The research agency’s lawyer admitted in court that the case raised questions of fundamental importance for EU research funding. However, the jurist insisted: “democratic control of research funding is not necessary“. EU research programmes deliberately did not pursue an open access approach in order to protect competitive advantages of participating companies. Disclosure of the iBorderCtrl project would jeopardise the commercial interests and reputation of the participating companies and institutions. Out-of-context statements in public could put pressure on those responsible and jeopardise the finalization and marketing of the technology.
The plaintiff’s lawyer countered that this research project was exemplary for a whole series of highly problematic EU research projects on developing questionable surveillance and control technology. Journalists and civil society failed to obtain information on other projects as well. This precedent would determine whether private financial sales and profit interests prevail over the transparency interests of the public, science, the media and democratic institutions.
The judges questioned the agency intensively and critically for over an hour, for example about whether the entirety of ethical and legal assessments contained internal business know-how or only parts of them. In the end, the presiding judge said that they had seen the documents. In relation to the “artificial intelligence” technology, the documents dealt with i.e. ethnic characteristics of persons. Of course, this raised questions and discussions. According to the presiding judge, would it not also be in the interest of the Executive Agency itself to demonstrate that it had nothing to hide? Couldn’t publication also objectify and calm the public discussion?
The court has yet to set a decision date.
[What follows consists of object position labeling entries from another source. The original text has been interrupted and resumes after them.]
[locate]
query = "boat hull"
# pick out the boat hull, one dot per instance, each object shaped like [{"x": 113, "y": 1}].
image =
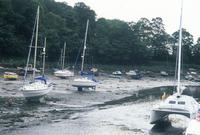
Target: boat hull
[
  {"x": 84, "y": 84},
  {"x": 159, "y": 115},
  {"x": 36, "y": 90}
]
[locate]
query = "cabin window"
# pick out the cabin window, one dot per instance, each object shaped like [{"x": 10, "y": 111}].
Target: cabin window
[
  {"x": 172, "y": 102},
  {"x": 181, "y": 103}
]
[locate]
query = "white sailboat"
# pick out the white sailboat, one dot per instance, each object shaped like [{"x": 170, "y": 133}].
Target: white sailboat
[
  {"x": 176, "y": 103},
  {"x": 84, "y": 81},
  {"x": 63, "y": 73},
  {"x": 38, "y": 86},
  {"x": 194, "y": 126}
]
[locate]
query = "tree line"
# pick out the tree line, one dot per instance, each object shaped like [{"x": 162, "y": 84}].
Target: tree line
[{"x": 109, "y": 41}]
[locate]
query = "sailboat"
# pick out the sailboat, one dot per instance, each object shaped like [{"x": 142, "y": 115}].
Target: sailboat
[
  {"x": 38, "y": 86},
  {"x": 86, "y": 80},
  {"x": 176, "y": 103},
  {"x": 63, "y": 73}
]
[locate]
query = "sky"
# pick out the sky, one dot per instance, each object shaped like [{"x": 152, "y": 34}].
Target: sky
[{"x": 133, "y": 10}]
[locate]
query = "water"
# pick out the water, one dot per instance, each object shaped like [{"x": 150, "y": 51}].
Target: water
[{"x": 66, "y": 111}]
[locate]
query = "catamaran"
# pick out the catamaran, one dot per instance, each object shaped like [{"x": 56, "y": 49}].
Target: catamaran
[
  {"x": 86, "y": 80},
  {"x": 176, "y": 103},
  {"x": 63, "y": 73},
  {"x": 38, "y": 86}
]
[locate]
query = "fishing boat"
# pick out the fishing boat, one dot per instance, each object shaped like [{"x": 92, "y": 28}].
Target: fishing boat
[
  {"x": 176, "y": 103},
  {"x": 63, "y": 73},
  {"x": 86, "y": 80},
  {"x": 37, "y": 86},
  {"x": 10, "y": 76}
]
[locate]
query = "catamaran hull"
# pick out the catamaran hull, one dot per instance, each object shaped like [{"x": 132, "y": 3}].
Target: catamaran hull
[
  {"x": 63, "y": 74},
  {"x": 35, "y": 93},
  {"x": 84, "y": 84},
  {"x": 159, "y": 115}
]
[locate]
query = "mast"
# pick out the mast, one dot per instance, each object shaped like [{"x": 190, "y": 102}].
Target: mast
[
  {"x": 84, "y": 48},
  {"x": 43, "y": 53},
  {"x": 63, "y": 60},
  {"x": 179, "y": 50},
  {"x": 36, "y": 38}
]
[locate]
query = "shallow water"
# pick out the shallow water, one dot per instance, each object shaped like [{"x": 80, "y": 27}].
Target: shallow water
[{"x": 66, "y": 111}]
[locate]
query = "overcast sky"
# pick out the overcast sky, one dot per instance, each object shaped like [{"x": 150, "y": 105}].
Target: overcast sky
[{"x": 133, "y": 10}]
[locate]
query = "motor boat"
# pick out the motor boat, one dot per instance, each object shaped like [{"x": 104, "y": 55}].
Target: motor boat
[
  {"x": 36, "y": 89},
  {"x": 84, "y": 82},
  {"x": 174, "y": 104}
]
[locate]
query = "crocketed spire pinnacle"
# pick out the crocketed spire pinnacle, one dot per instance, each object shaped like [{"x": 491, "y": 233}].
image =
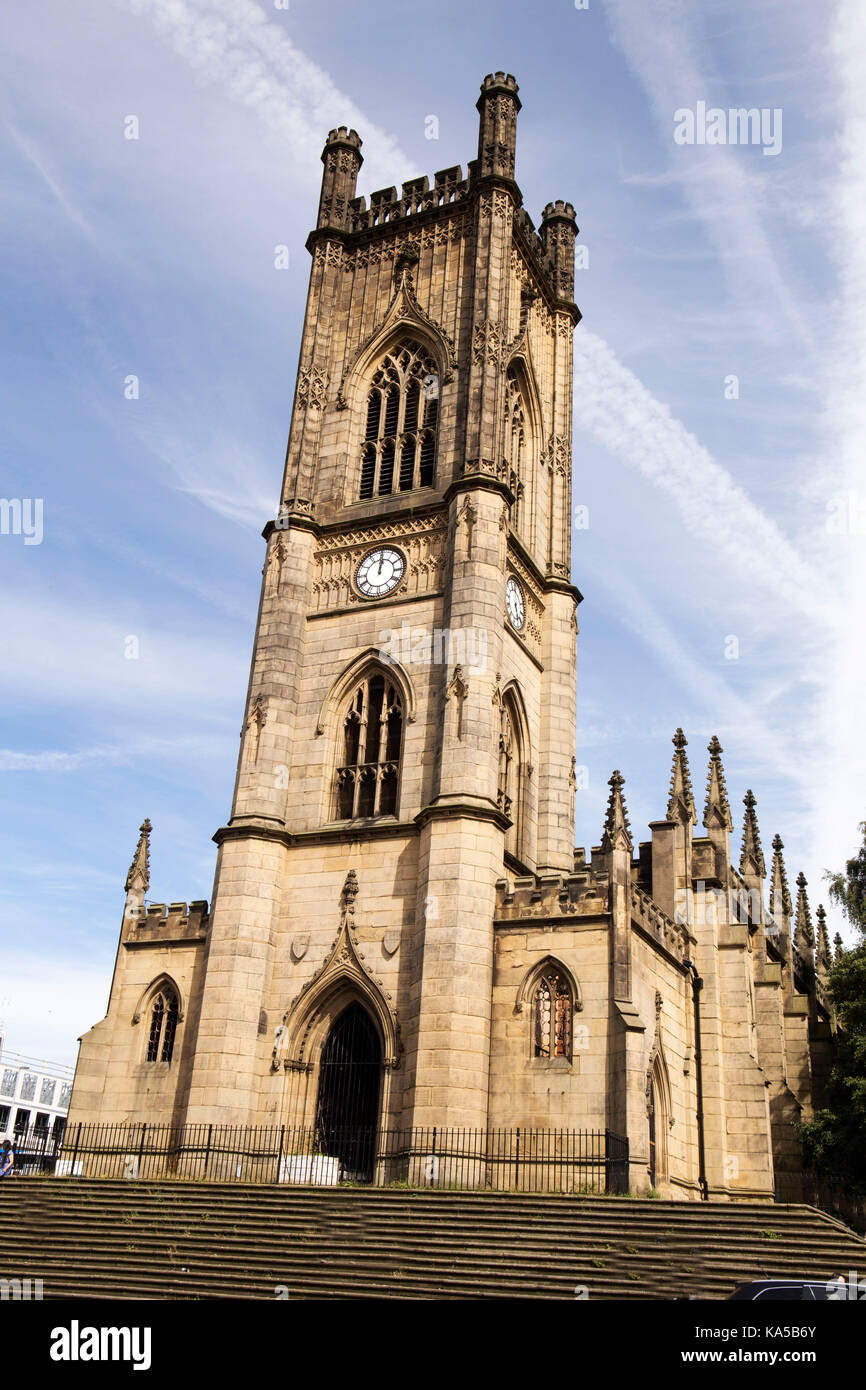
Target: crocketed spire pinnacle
[
  {"x": 751, "y": 855},
  {"x": 617, "y": 834},
  {"x": 804, "y": 934},
  {"x": 681, "y": 802},
  {"x": 824, "y": 955},
  {"x": 139, "y": 869},
  {"x": 780, "y": 898},
  {"x": 716, "y": 811}
]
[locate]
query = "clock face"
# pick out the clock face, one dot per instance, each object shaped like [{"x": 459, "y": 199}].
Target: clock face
[
  {"x": 380, "y": 571},
  {"x": 516, "y": 603}
]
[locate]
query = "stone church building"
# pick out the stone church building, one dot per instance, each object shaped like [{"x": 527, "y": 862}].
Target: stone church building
[{"x": 398, "y": 898}]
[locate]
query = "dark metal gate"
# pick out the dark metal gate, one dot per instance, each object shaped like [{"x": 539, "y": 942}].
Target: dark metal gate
[{"x": 349, "y": 1082}]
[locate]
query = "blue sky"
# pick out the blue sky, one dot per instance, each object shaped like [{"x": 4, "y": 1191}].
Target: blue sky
[{"x": 709, "y": 517}]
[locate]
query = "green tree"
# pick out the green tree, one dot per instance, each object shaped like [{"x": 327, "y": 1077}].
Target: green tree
[
  {"x": 848, "y": 888},
  {"x": 834, "y": 1140}
]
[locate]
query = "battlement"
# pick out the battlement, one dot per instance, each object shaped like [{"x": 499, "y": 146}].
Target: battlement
[
  {"x": 496, "y": 82},
  {"x": 416, "y": 196},
  {"x": 673, "y": 936},
  {"x": 342, "y": 211},
  {"x": 160, "y": 923},
  {"x": 559, "y": 210},
  {"x": 342, "y": 136},
  {"x": 584, "y": 893}
]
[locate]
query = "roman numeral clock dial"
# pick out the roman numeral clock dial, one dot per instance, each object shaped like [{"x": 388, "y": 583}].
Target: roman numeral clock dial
[
  {"x": 515, "y": 603},
  {"x": 380, "y": 571}
]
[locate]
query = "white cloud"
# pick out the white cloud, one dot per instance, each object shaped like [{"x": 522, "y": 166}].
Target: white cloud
[
  {"x": 617, "y": 409},
  {"x": 66, "y": 651},
  {"x": 235, "y": 45}
]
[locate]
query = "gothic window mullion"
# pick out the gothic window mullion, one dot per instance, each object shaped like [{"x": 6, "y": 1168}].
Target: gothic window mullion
[{"x": 402, "y": 424}]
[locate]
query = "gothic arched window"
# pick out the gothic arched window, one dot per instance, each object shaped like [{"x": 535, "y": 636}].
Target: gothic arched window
[
  {"x": 367, "y": 774},
  {"x": 515, "y": 441},
  {"x": 163, "y": 1026},
  {"x": 399, "y": 449},
  {"x": 512, "y": 773},
  {"x": 552, "y": 1009}
]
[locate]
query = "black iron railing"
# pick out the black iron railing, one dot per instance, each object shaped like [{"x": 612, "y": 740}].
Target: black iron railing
[{"x": 501, "y": 1159}]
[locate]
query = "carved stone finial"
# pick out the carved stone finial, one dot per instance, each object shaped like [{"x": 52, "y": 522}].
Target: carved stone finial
[
  {"x": 716, "y": 811},
  {"x": 804, "y": 934},
  {"x": 824, "y": 955},
  {"x": 681, "y": 801},
  {"x": 780, "y": 898},
  {"x": 617, "y": 834},
  {"x": 348, "y": 895},
  {"x": 751, "y": 855},
  {"x": 138, "y": 879}
]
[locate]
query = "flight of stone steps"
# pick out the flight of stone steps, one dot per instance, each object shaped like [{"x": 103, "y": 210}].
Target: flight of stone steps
[{"x": 100, "y": 1239}]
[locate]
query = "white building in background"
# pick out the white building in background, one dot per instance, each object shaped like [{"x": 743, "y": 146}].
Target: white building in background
[{"x": 34, "y": 1094}]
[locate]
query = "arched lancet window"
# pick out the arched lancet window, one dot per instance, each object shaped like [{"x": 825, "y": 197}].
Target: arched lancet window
[
  {"x": 552, "y": 1009},
  {"x": 512, "y": 772},
  {"x": 367, "y": 776},
  {"x": 399, "y": 449},
  {"x": 163, "y": 1026},
  {"x": 515, "y": 442}
]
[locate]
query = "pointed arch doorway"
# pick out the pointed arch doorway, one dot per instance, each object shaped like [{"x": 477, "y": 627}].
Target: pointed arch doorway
[
  {"x": 349, "y": 1086},
  {"x": 651, "y": 1115}
]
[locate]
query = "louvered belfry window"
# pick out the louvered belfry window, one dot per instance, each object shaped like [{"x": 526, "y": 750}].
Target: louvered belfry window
[
  {"x": 163, "y": 1026},
  {"x": 399, "y": 449},
  {"x": 367, "y": 777},
  {"x": 515, "y": 442},
  {"x": 552, "y": 1015}
]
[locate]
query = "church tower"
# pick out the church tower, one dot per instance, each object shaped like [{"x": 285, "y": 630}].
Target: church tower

“The EU keeps having dangerous surveillance and control technology developed, and will even fund weapons research in the future, I hope for a landmark ruling that will allow public scrutiny and debate on unethical publicly funded research in the service of private profit interests,” comments plaintiff and MEP Breyer. “With my transparency lawsuit, I want the court to rule once and for all that taxpayers, scientists, media and Members of Parliament have a right to information on publicly funded research – especially in the case of pseudoscientific and Orwellian technology such as the ‘iBorderCtrl video lie detector’.”
With the supposed “video lie detector” iBorderCtrl, the EU has tested the use of “artificial intelligence” in immigration controls. On 15 March 2019, Breyer filed a lawsuit for the release of documents on the ethical evaluation, legal admissibility, marketing and results of the project. The research project had been funded by the Commission under the Horizon2020 programme.
In the run-up to the hearing, the EU Commission has left Breyer’s parliamentary questions on false accusations and discriminatory effects of the “video lie detector technology” unanswered.